To completely solve the problem, all that remains is in Fig. 7.21 swap the roles of final and non-final vertices (Fig. 7.22).

V. Let's discuss the idea of ​​constructing a finite automaton that allows those and only those chains in the alphabet \(0;1\) that do not begin with the chain 01 and do not end with the chain 11 (i.e., chains of the form 01x and chains of the type y11 are not allowed, no matter what there were chains x,y\in\(0;1\) ).

In this case, the complement of the language for which it is necessary to construct a finite automaton is the set of all such chains of zeros and ones that begin with the chain 01 or end with the chain 11. An automaton that allows this set of chains is constructed as an automaton for combining 01(0+1)^(\ ast)+(0+1)^(\ast)11 in the same way as described in the proof of Kleene’s theorem (see Theorem 7.6).

From the property that the class of regular languages ​​is closed with respect to complement (see Theorem 7.8) it immediately follows that this class is closed with respect to intersection, set-theoretic and symmetric difference.

Corollary 7.3. For any two regular languages ​​L_1 and L_2 the following statements are true:

1) the intersection of L_1\cap L_2 is regular;
2) the difference L_1\setminus L_2 is regular;
3) the symmetric difference L_1\vartriangle L_2 is regular.

The validity of the statements follows from the identities:

\begin(aligned) &(\scriptstyle(\mathsf(1))))\quad L_1\cap L_2= \overline(\overline(L_1) \cup\overline(L_2))\,;\\ &(\scriptstyle (\mathsf(2))))\quad L_1\setminus L_2= L_1\cap \overline(L_2)\,;\\ &(\scriptstyle(\mathsf(3))))\quad L_1\,\triangle\ ,L_2 = (L_1\cup L_2)\setminus (L_1\cap L_2).\end(aligned)

Firstly, the results obtained allow us to assert that the class of regular languages ​​with respect to the operations of union, intersection and addition is a Boolean algebra, in which the unit is the universal language, and the zero is the empty language.
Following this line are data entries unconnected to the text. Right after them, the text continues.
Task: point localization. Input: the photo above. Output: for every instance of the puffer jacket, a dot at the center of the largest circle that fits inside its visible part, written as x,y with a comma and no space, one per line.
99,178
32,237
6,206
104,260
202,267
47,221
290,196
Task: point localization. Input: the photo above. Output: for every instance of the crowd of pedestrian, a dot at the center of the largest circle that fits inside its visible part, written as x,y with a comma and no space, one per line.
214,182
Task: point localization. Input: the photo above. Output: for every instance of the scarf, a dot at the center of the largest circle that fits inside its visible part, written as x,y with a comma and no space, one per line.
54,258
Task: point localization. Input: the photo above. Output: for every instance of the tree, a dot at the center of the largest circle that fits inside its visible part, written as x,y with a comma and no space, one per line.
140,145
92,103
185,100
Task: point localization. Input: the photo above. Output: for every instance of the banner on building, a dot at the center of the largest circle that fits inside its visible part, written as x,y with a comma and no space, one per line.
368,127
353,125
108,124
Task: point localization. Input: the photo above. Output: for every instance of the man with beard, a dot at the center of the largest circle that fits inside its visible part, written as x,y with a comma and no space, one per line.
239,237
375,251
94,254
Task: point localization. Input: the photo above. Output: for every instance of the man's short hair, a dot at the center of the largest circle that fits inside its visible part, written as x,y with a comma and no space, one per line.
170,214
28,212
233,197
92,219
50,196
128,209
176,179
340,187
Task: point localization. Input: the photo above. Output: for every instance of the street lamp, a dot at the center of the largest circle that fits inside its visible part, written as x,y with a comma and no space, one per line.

Secondly, these algebraic properties of the family of regular languages ​​allow us to solve the important problem of recognizing the equivalence of two arbitrary finite automata.

According to Definition 7.10, finite state machines are equivalent if the languages ​​they accept are the same. Therefore, to verify the equivalence of the automata M_1 and M_2, it is enough to prove that the symmetric difference of the languages ​​L(M_1) and L(M_2) is empty. To do this, in turn, it is enough to construct an automaton that admits this difference and make sure that the language it admits is empty. In general, the problem of recognizing that a state machine's language is empty is called the state machine's emptiness problem. To solve this problem, it is enough to find the set of final states of the automaton that are reachable from the initial state. Since a finite state machine is a directed graph, this problem can be solved, for example, using breadth-first search. A language allowed by a finite state machine is empty if and only if the set of final states reachable from the initial state is empty. In practice, it is preferable to recognize the equivalence of finite automata using a minimization algorithm, but now it is important for us to emphasize that the fundamental possibility of solving the equivalence problem follows from Theorem 7.7 and its algebraic consequences.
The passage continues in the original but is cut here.